Biocon going digital to fix insulin plant hit with another FDA 483

Adopting a digital-based Quality Management System will help Biocon remediate issues at its insulin glargine facility in Malaysia, the firm says.

An inspection by the US Food and Drug Administration (FDA) between June 24 and July 5 has resulted in a Form 483 with 12 observations at Indian drugmaker Biocon’s facility in Malaysia. The drug product and drug substance site will produce a follow-on insulin glargine referencing Sanofi’s Lantus intended for the US market.

“We believe these 12 observations across our three units at our facility in Malaysia are largely procedural, aimed at continuous improvement and will help us strengthen our quality management system,” Kiran Mazumdar-Shaw, chairperson and managing director at Biocon, told Bioprocess Insider.

Biocon’s Malaysia plant received a 483 with 12 observations. Image: iStock/Harvepino

While none of the observations related to data integrity, several are repeats from a pre-approval inspection carried out in February 2018, though Mazumdar-Shaw said the firm believes they are not critical but rather procedural deviations due to human error.

As such, the firm is looking to address these issues through software solutions.

“We have been working on finding long term solution to ensure zero deviations,” she said. “We have taken a decision to adopt digital solutions that will help us move away from a paper-based Quality Management System [QMS] to a paperless technology enabled integrated QMS. We believe it will help us eliminate many of these deviations, going forward.”

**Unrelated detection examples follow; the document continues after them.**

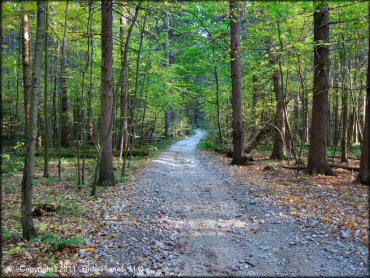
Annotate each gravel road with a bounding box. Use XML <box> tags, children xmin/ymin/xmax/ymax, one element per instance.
<box><xmin>79</xmin><ymin>130</ymin><xmax>368</xmax><ymax>277</ymax></box>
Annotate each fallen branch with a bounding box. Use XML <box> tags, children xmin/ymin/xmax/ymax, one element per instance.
<box><xmin>279</xmin><ymin>164</ymin><xmax>360</xmax><ymax>171</ymax></box>
<box><xmin>244</xmin><ymin>114</ymin><xmax>280</xmax><ymax>154</ymax></box>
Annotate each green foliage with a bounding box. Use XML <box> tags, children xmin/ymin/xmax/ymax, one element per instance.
<box><xmin>2</xmin><ymin>229</ymin><xmax>21</xmax><ymax>242</ymax></box>
<box><xmin>39</xmin><ymin>232</ymin><xmax>84</xmax><ymax>252</ymax></box>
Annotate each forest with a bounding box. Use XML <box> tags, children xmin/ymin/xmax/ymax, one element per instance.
<box><xmin>0</xmin><ymin>0</ymin><xmax>370</xmax><ymax>276</ymax></box>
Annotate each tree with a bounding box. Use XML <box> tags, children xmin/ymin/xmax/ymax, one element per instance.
<box><xmin>98</xmin><ymin>0</ymin><xmax>114</xmax><ymax>186</ymax></box>
<box><xmin>59</xmin><ymin>0</ymin><xmax>69</xmax><ymax>147</ymax></box>
<box><xmin>230</xmin><ymin>0</ymin><xmax>246</xmax><ymax>165</ymax></box>
<box><xmin>357</xmin><ymin>2</ymin><xmax>370</xmax><ymax>185</ymax></box>
<box><xmin>0</xmin><ymin>1</ymin><xmax>3</xmax><ymax>212</ymax></box>
<box><xmin>21</xmin><ymin>0</ymin><xmax>45</xmax><ymax>240</ymax></box>
<box><xmin>164</xmin><ymin>13</ymin><xmax>172</xmax><ymax>139</ymax></box>
<box><xmin>267</xmin><ymin>36</ymin><xmax>285</xmax><ymax>160</ymax></box>
<box><xmin>307</xmin><ymin>1</ymin><xmax>334</xmax><ymax>175</ymax></box>
<box><xmin>22</xmin><ymin>8</ymin><xmax>31</xmax><ymax>134</ymax></box>
<box><xmin>44</xmin><ymin>3</ymin><xmax>50</xmax><ymax>178</ymax></box>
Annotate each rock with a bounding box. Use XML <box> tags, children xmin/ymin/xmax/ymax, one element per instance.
<box><xmin>260</xmin><ymin>245</ymin><xmax>271</xmax><ymax>251</ymax></box>
<box><xmin>340</xmin><ymin>230</ymin><xmax>349</xmax><ymax>238</ymax></box>
<box><xmin>154</xmin><ymin>240</ymin><xmax>165</xmax><ymax>249</ymax></box>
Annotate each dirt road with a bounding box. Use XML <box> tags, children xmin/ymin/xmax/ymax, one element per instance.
<box><xmin>80</xmin><ymin>130</ymin><xmax>368</xmax><ymax>276</ymax></box>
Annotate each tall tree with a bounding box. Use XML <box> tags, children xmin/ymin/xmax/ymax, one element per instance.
<box><xmin>21</xmin><ymin>0</ymin><xmax>45</xmax><ymax>240</ymax></box>
<box><xmin>22</xmin><ymin>11</ymin><xmax>31</xmax><ymax>134</ymax></box>
<box><xmin>44</xmin><ymin>3</ymin><xmax>50</xmax><ymax>178</ymax></box>
<box><xmin>230</xmin><ymin>0</ymin><xmax>246</xmax><ymax>165</ymax></box>
<box><xmin>307</xmin><ymin>1</ymin><xmax>334</xmax><ymax>175</ymax></box>
<box><xmin>59</xmin><ymin>0</ymin><xmax>69</xmax><ymax>146</ymax></box>
<box><xmin>119</xmin><ymin>2</ymin><xmax>141</xmax><ymax>163</ymax></box>
<box><xmin>98</xmin><ymin>0</ymin><xmax>114</xmax><ymax>186</ymax></box>
<box><xmin>164</xmin><ymin>13</ymin><xmax>172</xmax><ymax>139</ymax></box>
<box><xmin>357</xmin><ymin>2</ymin><xmax>370</xmax><ymax>185</ymax></box>
<box><xmin>0</xmin><ymin>1</ymin><xmax>3</xmax><ymax>230</ymax></box>
<box><xmin>267</xmin><ymin>36</ymin><xmax>286</xmax><ymax>159</ymax></box>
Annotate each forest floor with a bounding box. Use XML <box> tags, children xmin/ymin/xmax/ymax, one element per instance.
<box><xmin>3</xmin><ymin>130</ymin><xmax>369</xmax><ymax>276</ymax></box>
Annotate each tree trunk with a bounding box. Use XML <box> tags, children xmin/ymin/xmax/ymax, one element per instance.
<box><xmin>21</xmin><ymin>0</ymin><xmax>45</xmax><ymax>240</ymax></box>
<box><xmin>333</xmin><ymin>62</ymin><xmax>339</xmax><ymax>146</ymax></box>
<box><xmin>267</xmin><ymin>37</ymin><xmax>286</xmax><ymax>160</ymax></box>
<box><xmin>230</xmin><ymin>0</ymin><xmax>246</xmax><ymax>165</ymax></box>
<box><xmin>119</xmin><ymin>5</ymin><xmax>140</xmax><ymax>161</ymax></box>
<box><xmin>357</xmin><ymin>2</ymin><xmax>370</xmax><ymax>185</ymax></box>
<box><xmin>164</xmin><ymin>14</ymin><xmax>171</xmax><ymax>139</ymax></box>
<box><xmin>307</xmin><ymin>2</ymin><xmax>334</xmax><ymax>175</ymax></box>
<box><xmin>98</xmin><ymin>0</ymin><xmax>114</xmax><ymax>186</ymax></box>
<box><xmin>130</xmin><ymin>15</ymin><xmax>146</xmax><ymax>146</ymax></box>
<box><xmin>22</xmin><ymin>12</ymin><xmax>31</xmax><ymax>134</ymax></box>
<box><xmin>0</xmin><ymin>1</ymin><xmax>3</xmax><ymax>200</ymax></box>
<box><xmin>60</xmin><ymin>1</ymin><xmax>69</xmax><ymax>147</ymax></box>
<box><xmin>340</xmin><ymin>41</ymin><xmax>348</xmax><ymax>162</ymax></box>
<box><xmin>44</xmin><ymin>3</ymin><xmax>50</xmax><ymax>178</ymax></box>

She added the firm is aiming to work closely with the regulator to strengthen its QMS. “We will submit a Corrective and Preventive Action Plan at the earliest and are confident of addressing these observations expeditiously.”

Insulin glargine

Biocon is looking to bring its insulin glargine product to the US and has submitted it under the 505(b)(2) regulatory pathway as a ‘follow-on’ to Lantus.

However, in June 2018 the firm received a complete response letter (CRL) from the FDA, which asked for additional clinical data in support of a manufacturing site change from Bangalore, India to the Malaysia site.

Meanwhile, Sanofi filed a lawsuit in October 2017 against Biocon’s partner Mylan alleging the product infringes on  18 patents. The suit triggered an automatic stay of 30 months, and so with an approval the firm will only be able to launch from March 2020.

Biocon has said previously it is preparing for this date to launch, and the latest 483 will not prevent this, Mazumdar-Shaw confirmed, saying: “We do not expect any change to our commercialization plans for biosimilar insulin glargine in the US.”

In Europe and other territories, the product has received approval as a biosimilar to Sanofi’s Lantus, under the name Semglee.